Craig Adams has always been the type of player who, despite limited skills, found a way to contribute to his team. But as he has aged, those contributions have dwindled. This year, by most measures, he is now hurting the team. Here are three reasons why.

One, he stinks. He was never good. But at least he was good at what he did. He could never play hockey well, but he could at least be counted on to be good in his own end and on the penalty kill. He was never fast, but his smarts allowed him to be in the right spot most of the time.

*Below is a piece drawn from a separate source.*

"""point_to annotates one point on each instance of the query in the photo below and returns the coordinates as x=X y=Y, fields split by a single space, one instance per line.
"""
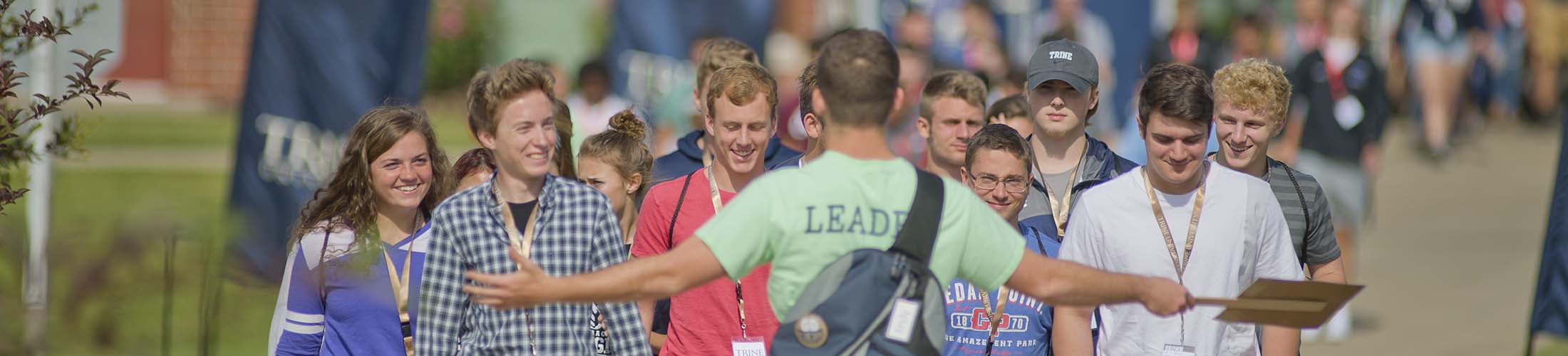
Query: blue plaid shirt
x=576 y=233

But now? He’s really not good at anything anymore. He has lost a step off his formerly glacial skating pace. When he’s on the ice, the pens have virtually zero chance of scoring a goal. They average 0.97 goals per 60 minutes at even strength when he’s out there, by far the worst among the players who have played more than 30 games. That means they would average less than a goal a game if guys like him played all 60 minutes.

Oh, what’s that you say? He makes up for it by being sound defensively? I guess it depends on your definition of “sound.” He ranks in the middle of the pack at 2.49. Brandon Sutter, the epitome of a smart defensive player leads the way at 1.64.

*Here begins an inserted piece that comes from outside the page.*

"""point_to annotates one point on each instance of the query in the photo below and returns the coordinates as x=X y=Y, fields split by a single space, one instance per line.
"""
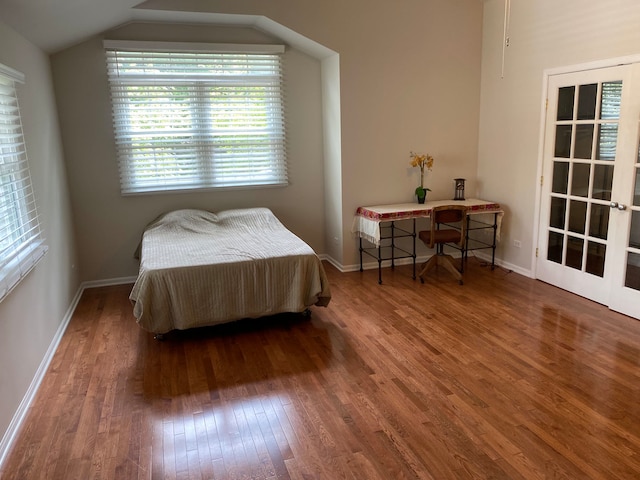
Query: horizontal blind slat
x=21 y=241
x=197 y=119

So, if you take the difference between the two, Adams ranks at the very bottom at -1.52. He’s one of only three minus players among regular forwards. Tanner Glass, another worthless hockey player, is at -1.03. Apparently, those two just feed off each other. Jussi Jokinen completes the list at -0.11. For comparison, Chris Kunitz is far and away the leader at +1.91.

Some would argue that he has value as a penalty killer. They might have a small point. Looking at the same differential as above, he ranks second among the four main penalty killers (Pascal Dupuis, Glass, and Sutter being the others). Sutter is far and away the best, while Dupuis and Glass are far worse. The numbers say he’s a mediocre penalty killer. The one weakness the Pens’ PK has had this year is the inability to score shorthanded goals. Theey’ve scored only two, and one of those was into an empty net. The lack speed among the penalty killers (Adams and Glass in particular) is a major reason for this. Is that nitpicking? Sure, maybe a little. But it does demonstrate Adams’s lack of speed.

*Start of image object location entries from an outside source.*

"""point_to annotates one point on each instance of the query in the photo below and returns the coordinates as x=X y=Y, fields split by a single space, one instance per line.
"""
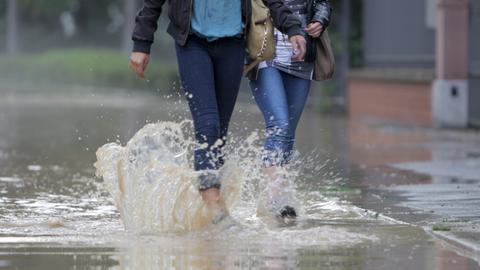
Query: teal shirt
x=214 y=19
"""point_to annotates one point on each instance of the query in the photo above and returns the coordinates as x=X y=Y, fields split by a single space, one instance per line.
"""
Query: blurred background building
x=421 y=63
x=410 y=61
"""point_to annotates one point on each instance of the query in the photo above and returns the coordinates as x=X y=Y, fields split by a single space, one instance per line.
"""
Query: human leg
x=198 y=80
x=269 y=93
x=297 y=90
x=228 y=59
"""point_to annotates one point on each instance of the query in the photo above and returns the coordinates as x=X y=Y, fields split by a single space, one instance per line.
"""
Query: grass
x=91 y=67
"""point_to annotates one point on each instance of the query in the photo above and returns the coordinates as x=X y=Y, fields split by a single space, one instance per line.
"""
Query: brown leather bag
x=324 y=60
x=260 y=39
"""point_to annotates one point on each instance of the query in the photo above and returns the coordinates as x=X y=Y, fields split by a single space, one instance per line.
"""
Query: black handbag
x=311 y=53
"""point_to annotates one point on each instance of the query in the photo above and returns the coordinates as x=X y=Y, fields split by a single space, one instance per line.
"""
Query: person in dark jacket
x=280 y=88
x=210 y=46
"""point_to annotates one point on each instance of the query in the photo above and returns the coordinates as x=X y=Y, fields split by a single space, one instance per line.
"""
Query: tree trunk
x=130 y=8
x=344 y=56
x=12 y=27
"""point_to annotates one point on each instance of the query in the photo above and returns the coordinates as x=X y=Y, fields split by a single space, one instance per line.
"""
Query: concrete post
x=12 y=27
x=450 y=89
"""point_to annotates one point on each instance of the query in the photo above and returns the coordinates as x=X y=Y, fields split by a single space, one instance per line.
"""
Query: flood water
x=55 y=214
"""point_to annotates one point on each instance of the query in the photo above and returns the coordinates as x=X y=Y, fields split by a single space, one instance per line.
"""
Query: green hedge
x=92 y=67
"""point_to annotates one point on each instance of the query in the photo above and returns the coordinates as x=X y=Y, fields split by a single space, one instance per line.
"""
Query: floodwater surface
x=56 y=214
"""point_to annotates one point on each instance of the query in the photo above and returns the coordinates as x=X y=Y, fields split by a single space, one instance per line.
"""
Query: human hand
x=138 y=63
x=299 y=45
x=314 y=29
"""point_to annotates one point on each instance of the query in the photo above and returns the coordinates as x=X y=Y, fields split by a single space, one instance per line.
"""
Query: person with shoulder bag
x=210 y=48
x=280 y=87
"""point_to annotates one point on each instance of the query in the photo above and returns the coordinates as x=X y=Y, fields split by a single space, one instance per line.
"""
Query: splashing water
x=153 y=184
x=155 y=187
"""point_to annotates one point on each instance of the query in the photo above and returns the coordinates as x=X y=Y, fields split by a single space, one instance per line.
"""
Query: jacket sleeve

The other two problems with Craig Adams are not really his, but Dan Bylsma’s. The first is his usage. Despite the above evidence, Bylsma continues to throw him out there against tough competition. Oops, not so fast. I had assumed that was the case. However, his Corsi Quality of Competition Ranks seventh among the nine “regular” forwards. So contrary to popular belief, he is not playing difficult minutes. Bylsma is off the hook on this one.

It’s on defensive zone start percentage where we see blame for Bylsma creep in. Adams starts more shifts in the defensive zone than any other forward at 58.7 percent. So Bylsma continues to trust him despite what the numbers and the eye test would tell us. This is inexplicable.

Adams’s third problem can also be traced back to Bylsma. He has spent more time on the ice with Tanner Glass than with any other player. As stated earlier, these two seem to feed off each other. They are basically twins. They are slow. They can’t score. They can’t pass. They will fight a little. In short, they suck at hockey. But, hey, they’re good teammates, right? They’ll do anything they can to win a hockey game. Unfortunately, they can’t do anything very well. And when you pair them together, it’s just disaster waiting to happen. As we look toward the playoffs, it’s doubtful the Pens can survive with this configuration. You might be able to get by with one guy like this in the lineup. But two? Highly doubtful.

The bottom line is that Craig Adams is simply not very good at hockey. He never was, really. But Father Time has stolen what little ability he did have. He was a great a needed acquisition back in 2009. he helped them win a Cup. But loyalty will only get you so far. It’s time to cut ties with him, thank him for his great service, and get younger and faster on the fourth line. For Adams, it’s time to get on with his life’s work.